おとなしい馬には癒されるし、にくたらしい!と思った馬にもいい面はある。怒ろうと思っても、かわいそうだと思ったときには怒らないですね。馬が好きな気持ちは、今も変わらないです。
--- そうなんだ~。騎手としては優しすぎると言われませんか?
ハミの使い方は、もっと厳しくてもいい、と言われることがありますね。
--- 高校は北海道だったんですか?
静内農業高校です。
--- ええっ、静内。サラブレッドですか......?
はい、馬を扱う生産科学科で、馬術部でした。友達はサラブレッドの牧場で働いています。やっておけば、自分のためになるかな、って。本当は、中学卒業して競馬場に行きたいと行ったら、高校に行け、と父に反対されたので、「馬のいる高校なら行く!」と言いました。
--- 本当に馬が好きなんですね。サラブレッドとばん馬、かなり違うでしょう。
それまではばん馬を馬として見ていたから、サラブレッドは馬という気がしなかったですね。
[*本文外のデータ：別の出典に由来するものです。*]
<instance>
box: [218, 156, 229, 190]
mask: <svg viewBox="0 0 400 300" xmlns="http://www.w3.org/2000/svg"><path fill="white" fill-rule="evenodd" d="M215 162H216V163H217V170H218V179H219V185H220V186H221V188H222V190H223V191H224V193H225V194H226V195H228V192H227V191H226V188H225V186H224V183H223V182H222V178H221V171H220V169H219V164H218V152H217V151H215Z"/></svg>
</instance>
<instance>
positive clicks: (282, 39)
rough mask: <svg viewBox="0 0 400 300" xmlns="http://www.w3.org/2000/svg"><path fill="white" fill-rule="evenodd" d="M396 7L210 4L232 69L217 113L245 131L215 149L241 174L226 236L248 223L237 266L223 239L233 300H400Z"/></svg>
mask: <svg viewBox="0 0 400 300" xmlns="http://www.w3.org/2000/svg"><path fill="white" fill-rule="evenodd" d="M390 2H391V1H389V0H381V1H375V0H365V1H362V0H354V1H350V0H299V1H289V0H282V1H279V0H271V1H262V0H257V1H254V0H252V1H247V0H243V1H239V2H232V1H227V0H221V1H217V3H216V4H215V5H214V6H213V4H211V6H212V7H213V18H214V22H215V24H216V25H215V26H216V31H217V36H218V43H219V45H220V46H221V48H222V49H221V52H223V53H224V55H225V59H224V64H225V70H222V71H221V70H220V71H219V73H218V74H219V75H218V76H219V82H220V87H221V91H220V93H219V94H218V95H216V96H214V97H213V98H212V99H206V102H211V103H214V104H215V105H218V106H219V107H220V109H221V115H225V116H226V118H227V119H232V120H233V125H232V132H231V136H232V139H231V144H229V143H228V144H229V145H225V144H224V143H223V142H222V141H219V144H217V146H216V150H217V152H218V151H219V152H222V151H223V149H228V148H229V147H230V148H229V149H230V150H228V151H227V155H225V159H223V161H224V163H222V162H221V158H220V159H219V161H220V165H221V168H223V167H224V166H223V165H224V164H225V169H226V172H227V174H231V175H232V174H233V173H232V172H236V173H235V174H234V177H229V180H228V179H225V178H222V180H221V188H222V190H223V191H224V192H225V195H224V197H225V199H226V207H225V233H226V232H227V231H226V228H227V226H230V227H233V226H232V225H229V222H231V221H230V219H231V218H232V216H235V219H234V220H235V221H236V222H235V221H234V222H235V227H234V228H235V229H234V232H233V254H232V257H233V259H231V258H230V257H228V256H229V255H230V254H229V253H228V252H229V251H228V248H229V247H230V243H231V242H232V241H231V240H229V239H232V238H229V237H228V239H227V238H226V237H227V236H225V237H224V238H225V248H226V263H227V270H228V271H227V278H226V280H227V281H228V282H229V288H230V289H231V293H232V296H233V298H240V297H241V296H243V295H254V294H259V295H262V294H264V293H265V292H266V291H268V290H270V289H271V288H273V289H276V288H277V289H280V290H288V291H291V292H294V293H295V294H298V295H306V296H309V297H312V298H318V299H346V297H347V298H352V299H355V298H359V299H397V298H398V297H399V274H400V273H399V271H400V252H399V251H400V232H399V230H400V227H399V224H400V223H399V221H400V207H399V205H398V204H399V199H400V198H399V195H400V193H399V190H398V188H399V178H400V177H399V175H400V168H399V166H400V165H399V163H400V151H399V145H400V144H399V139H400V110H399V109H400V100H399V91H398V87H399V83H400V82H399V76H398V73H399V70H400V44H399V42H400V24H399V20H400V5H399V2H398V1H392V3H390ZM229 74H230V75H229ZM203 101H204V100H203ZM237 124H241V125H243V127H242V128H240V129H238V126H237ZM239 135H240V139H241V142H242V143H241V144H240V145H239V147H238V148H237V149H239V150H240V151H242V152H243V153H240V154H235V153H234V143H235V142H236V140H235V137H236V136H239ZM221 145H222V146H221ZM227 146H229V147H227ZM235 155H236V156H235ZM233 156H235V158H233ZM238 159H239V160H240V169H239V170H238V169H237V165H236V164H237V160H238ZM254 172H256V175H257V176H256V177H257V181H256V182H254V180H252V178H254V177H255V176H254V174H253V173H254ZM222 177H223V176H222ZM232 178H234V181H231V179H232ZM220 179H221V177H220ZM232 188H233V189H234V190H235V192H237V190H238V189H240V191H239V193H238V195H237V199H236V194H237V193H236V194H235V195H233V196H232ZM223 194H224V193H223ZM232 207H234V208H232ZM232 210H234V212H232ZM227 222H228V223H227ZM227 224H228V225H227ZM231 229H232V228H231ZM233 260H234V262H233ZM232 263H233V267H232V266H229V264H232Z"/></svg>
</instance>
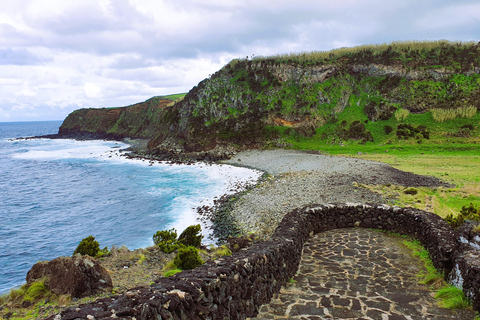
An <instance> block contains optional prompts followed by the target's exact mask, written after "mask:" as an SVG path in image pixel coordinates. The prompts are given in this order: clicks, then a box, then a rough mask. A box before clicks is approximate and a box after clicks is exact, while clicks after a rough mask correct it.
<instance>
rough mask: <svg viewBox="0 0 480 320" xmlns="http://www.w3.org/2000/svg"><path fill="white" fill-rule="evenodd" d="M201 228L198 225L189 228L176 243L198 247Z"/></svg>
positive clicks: (182, 233)
mask: <svg viewBox="0 0 480 320" xmlns="http://www.w3.org/2000/svg"><path fill="white" fill-rule="evenodd" d="M201 231H202V228H201V227H200V225H199V224H197V225H194V226H189V227H188V228H187V229H185V230H184V231H183V232H182V234H180V236H179V237H178V243H180V244H182V245H184V246H192V247H197V248H198V247H200V245H201V244H202V239H203V235H201V234H199V233H200V232H201Z"/></svg>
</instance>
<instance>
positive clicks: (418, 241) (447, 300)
mask: <svg viewBox="0 0 480 320" xmlns="http://www.w3.org/2000/svg"><path fill="white" fill-rule="evenodd" d="M403 244H404V245H405V246H406V247H407V248H408V249H409V250H410V251H411V253H412V254H413V255H414V256H415V257H418V258H420V260H421V261H422V262H423V265H424V270H422V271H421V272H420V273H419V274H418V278H419V280H420V282H421V283H424V284H426V285H428V286H429V287H430V288H431V289H432V290H434V291H435V298H437V299H438V301H439V305H440V306H441V307H442V308H447V309H468V308H471V307H472V304H471V302H470V301H469V299H468V298H467V297H465V294H464V293H463V291H462V290H461V289H458V288H456V287H455V286H452V285H449V284H448V283H447V282H446V281H445V279H444V276H443V274H441V273H439V272H438V271H437V269H436V268H435V267H434V266H433V263H432V260H430V257H429V254H428V251H427V250H425V248H423V247H422V245H421V244H420V242H419V241H418V240H404V241H403Z"/></svg>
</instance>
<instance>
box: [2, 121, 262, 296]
mask: <svg viewBox="0 0 480 320" xmlns="http://www.w3.org/2000/svg"><path fill="white" fill-rule="evenodd" d="M60 125H61V122H59V121H50V122H17V123H1V122H0V217H1V221H0V239H2V246H1V248H0V294H1V293H5V292H8V290H9V289H11V288H13V287H15V286H18V285H20V284H22V283H23V282H24V281H25V276H26V273H27V271H28V270H29V269H30V268H31V266H32V265H33V264H34V263H36V262H37V261H42V260H51V259H54V258H56V257H58V256H62V255H71V254H72V253H73V251H74V250H75V248H76V246H77V245H78V243H79V242H80V240H81V239H83V238H85V237H86V236H88V235H93V236H95V237H96V240H97V241H99V242H100V246H101V247H102V248H103V247H105V246H107V247H109V248H110V247H111V246H112V245H115V246H117V247H118V246H121V245H125V246H127V247H128V248H129V249H135V248H141V247H147V246H150V245H152V244H153V241H152V235H153V234H154V233H155V232H156V231H158V230H165V229H170V228H176V229H177V230H178V231H179V232H181V231H182V230H183V229H184V228H186V227H187V226H189V225H191V224H196V223H199V220H198V219H197V216H196V213H195V208H196V207H197V206H199V205H208V204H211V203H212V201H213V199H214V198H215V197H218V196H221V195H222V194H224V193H228V192H230V191H233V187H234V185H236V184H238V183H240V184H243V185H245V184H246V183H249V182H253V181H255V180H256V179H257V178H258V177H259V175H260V172H257V171H253V170H249V169H245V168H238V167H232V166H225V165H214V166H209V165H205V164H203V165H202V164H196V165H191V166H187V165H167V164H165V163H155V164H154V165H153V166H150V165H149V163H148V162H146V161H141V160H127V159H126V158H124V157H121V156H119V154H120V153H121V151H120V150H121V149H122V148H125V147H127V146H128V145H125V144H123V143H119V142H114V141H113V142H112V141H75V140H66V139H65V140H52V139H32V140H12V138H18V137H26V136H38V135H45V134H53V133H57V131H58V128H59V126H60ZM208 228H209V226H208V224H205V223H204V224H203V229H204V230H203V233H204V235H205V236H206V237H208V236H209V235H210V231H211V230H209V229H208Z"/></svg>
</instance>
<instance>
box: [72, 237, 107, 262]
mask: <svg viewBox="0 0 480 320" xmlns="http://www.w3.org/2000/svg"><path fill="white" fill-rule="evenodd" d="M99 251H100V244H99V243H98V241H96V240H95V237H94V236H88V237H86V238H84V239H83V240H82V241H80V243H79V244H78V246H77V248H76V249H75V251H74V252H73V254H74V255H75V254H77V253H79V254H81V255H89V256H91V257H95V256H97V254H98V252H99Z"/></svg>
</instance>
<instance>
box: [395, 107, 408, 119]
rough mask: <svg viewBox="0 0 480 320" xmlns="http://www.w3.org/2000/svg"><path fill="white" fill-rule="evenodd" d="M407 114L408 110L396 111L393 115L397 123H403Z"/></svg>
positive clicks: (405, 118) (400, 109)
mask: <svg viewBox="0 0 480 320" xmlns="http://www.w3.org/2000/svg"><path fill="white" fill-rule="evenodd" d="M409 114H410V111H409V110H408V109H398V110H397V111H395V114H394V115H395V119H397V121H403V120H405V119H407V117H408V115H409Z"/></svg>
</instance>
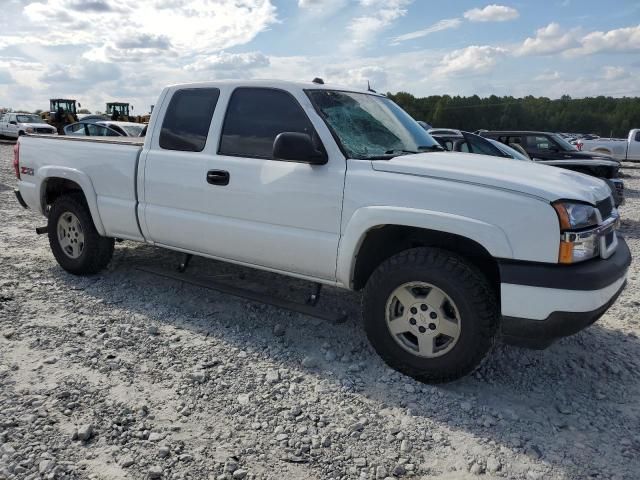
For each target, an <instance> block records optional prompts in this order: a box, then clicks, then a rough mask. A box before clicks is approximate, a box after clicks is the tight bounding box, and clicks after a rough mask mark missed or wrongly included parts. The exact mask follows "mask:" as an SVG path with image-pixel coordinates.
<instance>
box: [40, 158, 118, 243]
mask: <svg viewBox="0 0 640 480" xmlns="http://www.w3.org/2000/svg"><path fill="white" fill-rule="evenodd" d="M36 176H37V178H38V179H39V180H40V181H39V182H38V191H37V195H38V197H37V198H39V199H40V213H42V214H44V195H45V192H46V185H47V181H48V180H50V179H52V178H62V179H64V180H69V181H71V182H74V183H77V184H78V185H80V188H81V189H82V193H83V194H84V197H85V199H86V200H87V205H88V206H89V212H90V213H91V218H92V219H93V223H94V225H95V227H96V230H97V231H98V233H99V234H100V235H102V236H105V235H106V231H105V229H104V225H103V224H102V219H101V218H100V211H99V210H98V196H97V194H96V191H95V188H94V187H93V182H92V181H91V178H89V176H88V175H87V174H86V173H84V172H81V171H80V170H76V169H75V168H69V167H56V166H48V167H42V168H39V169H38V171H37V172H36Z"/></svg>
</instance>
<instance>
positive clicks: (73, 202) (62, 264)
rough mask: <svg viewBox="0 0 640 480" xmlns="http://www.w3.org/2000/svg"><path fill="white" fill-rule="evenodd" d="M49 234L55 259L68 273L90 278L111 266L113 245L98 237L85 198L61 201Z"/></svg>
mask: <svg viewBox="0 0 640 480" xmlns="http://www.w3.org/2000/svg"><path fill="white" fill-rule="evenodd" d="M47 230H48V234H49V245H50V246H51V251H52V252H53V256H54V257H55V258H56V260H57V261H58V263H59V264H60V266H61V267H62V268H64V269H65V270H66V271H68V272H70V273H74V274H76V275H87V274H92V273H98V272H99V271H100V270H102V269H103V268H105V267H106V266H107V265H108V264H109V261H110V260H111V257H112V255H113V244H114V241H113V239H112V238H106V237H102V236H100V234H98V232H97V230H96V227H95V226H94V224H93V220H92V218H91V213H90V212H89V208H88V207H87V204H86V202H85V200H84V197H82V195H79V194H71V195H64V196H61V197H59V198H58V199H57V200H56V201H55V202H54V204H53V206H52V207H51V210H50V212H49V223H48V227H47Z"/></svg>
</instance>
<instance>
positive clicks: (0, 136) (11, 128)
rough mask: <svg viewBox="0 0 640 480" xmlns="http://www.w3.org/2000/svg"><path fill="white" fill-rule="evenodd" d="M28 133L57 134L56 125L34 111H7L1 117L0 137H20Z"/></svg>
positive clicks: (50, 134)
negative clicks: (38, 114) (36, 114)
mask: <svg viewBox="0 0 640 480" xmlns="http://www.w3.org/2000/svg"><path fill="white" fill-rule="evenodd" d="M28 133H40V134H47V135H57V131H56V129H55V128H54V127H52V126H51V125H49V124H48V123H47V122H45V121H44V120H42V119H41V118H40V117H39V116H38V115H35V114H32V113H5V114H4V115H3V116H2V118H0V137H7V138H18V137H19V136H21V135H26V134H28Z"/></svg>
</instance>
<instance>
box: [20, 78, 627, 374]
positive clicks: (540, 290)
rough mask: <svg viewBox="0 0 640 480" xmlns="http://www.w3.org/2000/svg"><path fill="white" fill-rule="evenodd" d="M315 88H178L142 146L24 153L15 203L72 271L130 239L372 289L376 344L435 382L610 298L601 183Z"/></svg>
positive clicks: (342, 287)
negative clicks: (543, 165) (27, 215)
mask: <svg viewBox="0 0 640 480" xmlns="http://www.w3.org/2000/svg"><path fill="white" fill-rule="evenodd" d="M316 82H318V81H315V82H313V83H294V82H282V81H220V82H207V83H199V84H192V85H174V86H171V87H167V88H166V89H165V90H164V91H163V92H162V94H161V96H160V100H159V101H158V103H157V108H156V110H155V113H154V115H153V118H152V119H151V123H150V124H149V131H150V134H149V135H147V137H146V138H145V139H144V140H143V139H141V138H124V137H117V138H116V137H114V138H113V139H109V140H108V141H104V139H92V138H71V137H64V136H61V137H44V136H43V137H38V136H25V137H22V138H21V139H20V141H19V142H18V144H17V146H16V148H15V158H14V167H15V171H16V175H17V176H18V189H17V193H16V195H17V199H18V201H19V202H20V203H21V205H23V206H25V207H28V208H31V209H33V210H35V211H37V212H39V213H41V214H43V215H47V227H46V229H45V230H46V232H47V234H48V236H49V242H50V245H51V249H52V252H53V255H54V257H55V258H56V260H57V261H58V263H59V264H60V265H61V266H62V268H64V269H65V270H67V271H69V272H71V273H73V274H77V275H85V274H91V273H96V272H98V271H100V270H102V269H103V268H105V267H106V265H107V264H108V263H109V261H110V259H111V256H112V254H113V248H114V239H115V238H120V239H128V240H133V241H138V242H146V243H149V244H152V245H156V246H162V247H166V248H169V249H173V250H176V251H180V252H187V253H192V254H197V255H202V256H204V257H210V258H216V259H219V260H227V261H230V262H233V263H237V264H241V265H245V266H250V267H254V268H258V269H264V270H269V271H272V272H276V273H281V274H285V275H290V276H292V277H296V278H301V279H306V280H308V281H311V282H315V283H316V284H318V285H320V284H327V285H332V286H335V287H339V288H344V289H350V290H363V292H364V293H363V316H364V324H365V330H366V332H367V335H368V338H369V339H370V341H371V343H372V345H373V347H374V348H375V349H376V350H377V351H378V352H379V354H380V355H381V356H382V358H383V359H384V360H385V361H386V362H387V363H388V364H389V365H391V366H392V367H393V368H396V369H398V370H399V371H401V372H404V373H405V374H407V375H410V376H413V377H415V378H417V379H419V380H421V381H425V382H444V381H450V380H453V379H456V378H459V377H461V376H463V375H465V374H467V373H469V372H471V371H472V370H473V369H475V368H476V367H477V366H478V365H479V364H480V362H481V361H482V359H483V358H484V357H485V356H486V355H487V354H488V352H489V351H490V350H491V347H492V346H493V344H494V342H495V341H496V340H497V339H498V338H504V339H505V340H507V341H509V342H512V343H519V344H526V345H528V346H535V347H538V348H542V347H544V346H546V345H548V344H549V343H550V342H552V341H553V340H554V339H556V338H559V337H562V336H566V335H570V334H573V333H575V332H577V331H579V330H581V329H583V328H585V327H587V326H588V325H590V324H592V323H593V322H595V321H596V320H597V319H598V318H599V317H600V316H601V315H602V314H603V313H604V312H605V311H606V310H607V309H608V308H609V307H610V305H611V304H612V303H613V302H614V301H615V299H616V298H617V296H618V295H619V294H620V292H621V291H622V289H623V288H624V285H625V281H626V275H627V270H628V267H629V264H630V262H631V255H630V253H629V248H628V247H627V244H626V243H625V240H624V239H623V238H622V237H619V236H618V235H617V234H616V229H617V226H618V224H619V217H618V213H617V210H616V209H615V207H614V205H613V200H612V198H611V192H610V191H609V189H608V188H607V186H606V185H605V184H604V183H603V182H601V181H598V180H596V179H594V178H591V177H588V176H585V175H578V174H575V173H574V172H570V171H568V170H562V169H554V168H547V167H544V166H542V165H536V164H535V162H520V161H518V162H516V161H513V160H510V159H505V158H496V157H489V156H485V157H478V156H475V155H472V154H461V153H451V152H444V151H442V147H440V146H439V145H438V144H437V143H436V141H435V140H434V139H433V138H432V137H431V136H430V135H429V134H427V133H426V131H425V130H424V129H423V128H421V127H420V126H419V125H418V124H417V123H416V122H415V121H414V120H413V119H412V118H411V117H410V116H409V115H408V114H407V113H406V112H404V111H403V110H402V109H401V108H400V107H399V106H398V105H396V104H395V103H393V101H392V100H391V99H389V98H387V97H385V96H384V95H380V94H376V93H374V92H370V91H361V90H355V89H346V88H332V87H331V86H329V85H325V84H319V83H316ZM185 261H186V260H185Z"/></svg>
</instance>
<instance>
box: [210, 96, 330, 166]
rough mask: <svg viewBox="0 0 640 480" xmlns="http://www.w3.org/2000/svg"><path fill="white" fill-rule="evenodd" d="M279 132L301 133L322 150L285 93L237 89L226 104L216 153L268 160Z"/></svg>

扱い方も違う。優しくしないとすぐ怪我をするし、ちょっとの動きでハミがかかる。
馬術部は楽しかったですね。リズム良く、馬と走れるのが気持ちいい。ばん馬だと、走りたくても場所がないですよね(笑)。今でも、走りたいなーと思ったときは、近所で馬を飼っている先輩のところに乗りに行きます。ひとりじゃ寂しいからキク(菊池一樹騎手)をつれて(笑)。
--- ばん馬の騎乗に役に立っていることはありますか?
うーん、背中に乗るのと、ソリに乗るのは全く別ですからね。同じなのは、声をかけながら、っていうくらいかな。
--- 思い出に残る馬はいますか?
......3頭、いますね。
小中学生の頃は、山田(勇作)厩舎のトップダンディー。年取ってて、怒ることもあるけど優しさもある馬だった。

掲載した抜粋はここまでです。